The mysteries started me on my meditation. It was the life of Christ from birth to ascension. Suddenly, Jesus became a live human being. His life was to become my inspiration. Here was a God-Man who preached nothing but love and was rewarded with death. Here was a God-Man who had power over all creation but took the mockery of a crown of thorns with humility and patience. And for all his noble intentions, he was shamed, vilified, slandered and betrayed.

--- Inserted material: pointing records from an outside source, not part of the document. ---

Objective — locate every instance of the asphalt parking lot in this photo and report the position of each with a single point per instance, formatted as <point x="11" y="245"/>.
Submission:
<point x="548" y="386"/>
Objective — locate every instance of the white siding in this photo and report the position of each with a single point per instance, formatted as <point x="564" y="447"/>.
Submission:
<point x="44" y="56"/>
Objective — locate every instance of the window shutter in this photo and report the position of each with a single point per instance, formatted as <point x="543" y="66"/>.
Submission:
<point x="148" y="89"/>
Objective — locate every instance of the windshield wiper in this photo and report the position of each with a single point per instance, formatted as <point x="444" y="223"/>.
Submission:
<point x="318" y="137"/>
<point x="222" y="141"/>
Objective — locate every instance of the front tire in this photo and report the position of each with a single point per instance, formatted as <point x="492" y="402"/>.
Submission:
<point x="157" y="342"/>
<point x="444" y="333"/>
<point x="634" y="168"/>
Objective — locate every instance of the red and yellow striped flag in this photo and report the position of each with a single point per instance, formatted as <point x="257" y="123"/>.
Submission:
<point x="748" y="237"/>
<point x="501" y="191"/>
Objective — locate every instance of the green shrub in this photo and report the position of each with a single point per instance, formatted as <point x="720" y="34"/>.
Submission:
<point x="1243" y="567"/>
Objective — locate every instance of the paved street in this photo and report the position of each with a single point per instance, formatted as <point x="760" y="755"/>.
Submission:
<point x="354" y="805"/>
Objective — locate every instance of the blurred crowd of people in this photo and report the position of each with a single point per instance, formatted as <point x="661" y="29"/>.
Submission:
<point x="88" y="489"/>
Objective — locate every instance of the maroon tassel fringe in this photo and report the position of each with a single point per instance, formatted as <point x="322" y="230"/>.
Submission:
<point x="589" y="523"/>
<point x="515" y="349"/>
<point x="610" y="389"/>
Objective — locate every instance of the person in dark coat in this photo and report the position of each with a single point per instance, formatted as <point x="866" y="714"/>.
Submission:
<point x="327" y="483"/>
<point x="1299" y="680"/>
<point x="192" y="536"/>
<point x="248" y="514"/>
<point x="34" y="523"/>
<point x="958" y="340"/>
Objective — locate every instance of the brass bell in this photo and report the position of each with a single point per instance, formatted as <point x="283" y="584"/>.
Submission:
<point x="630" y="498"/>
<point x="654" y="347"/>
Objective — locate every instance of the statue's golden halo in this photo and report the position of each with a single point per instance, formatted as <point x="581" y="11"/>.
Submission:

Then it dawned on me how puny were my sufferings compared to Him whose only purpose was to save mankind from eternal damnation.
Then as if I heard a voice tell me: Why do you cry? I have gifted you with consolations, honors and glory which have been denied to the millions of your countrymen. I made you the youngest war correspondent, presidential assistant, mayor, vice-governor, governor, and Senator of the Republic, and I recall you never thanked me for all these gifts. I have given you a full life, a great wife and beautiful lovable children. Now that I visit you with a slight desolation, you cry and whimper like a spoiled brat!
With this realization, I went down on my knees and begged His forgiveness. I know I was merely undergoing a test, maybe in preparation for another mission. I know everything that happens in this world is with His knowledge and consent. I knew He would not burden me with a load I could not carry. I therefore resigned myself to His will.
To think, I have been praying the Lord’s Prayer for three and a half decades without really understanding fully the words I mumbled. I repeated the prayer so mechanically that I never really knew what I was saying: Thy Will be done, on earth!
Thy Will Be Done! These words snatched me from the jaws of death. In Laur, I gave up my life and offered it to Him… picked up my cross and followed Him.
“Unless a grain of wheat falls into the earth and dies, it remains alone; but if it dies, it bears much fruit. He who loves his life loses it, and he who hates his life in this world will keep it for eternal life.”
Ninoy Aquino was a former Filipino politician who strongly opposed the regime of President Ferdinand Marcos. When Marcos declared Martial Law he was imprisoned for many years. He was later permitted to leave for the US for medical reasons. On August 21, 1983, upon his return to the Philippines from the US, he was gunned down in cold blood at the Manila International Airport (now Ninoy Aquino International Airport). His death triggered massive protests which led to the People Power Revolution that toppled the Marcos regime. He is considered by many as a hero, and remembered for his famous quote: “The Filipino is worth dying for.”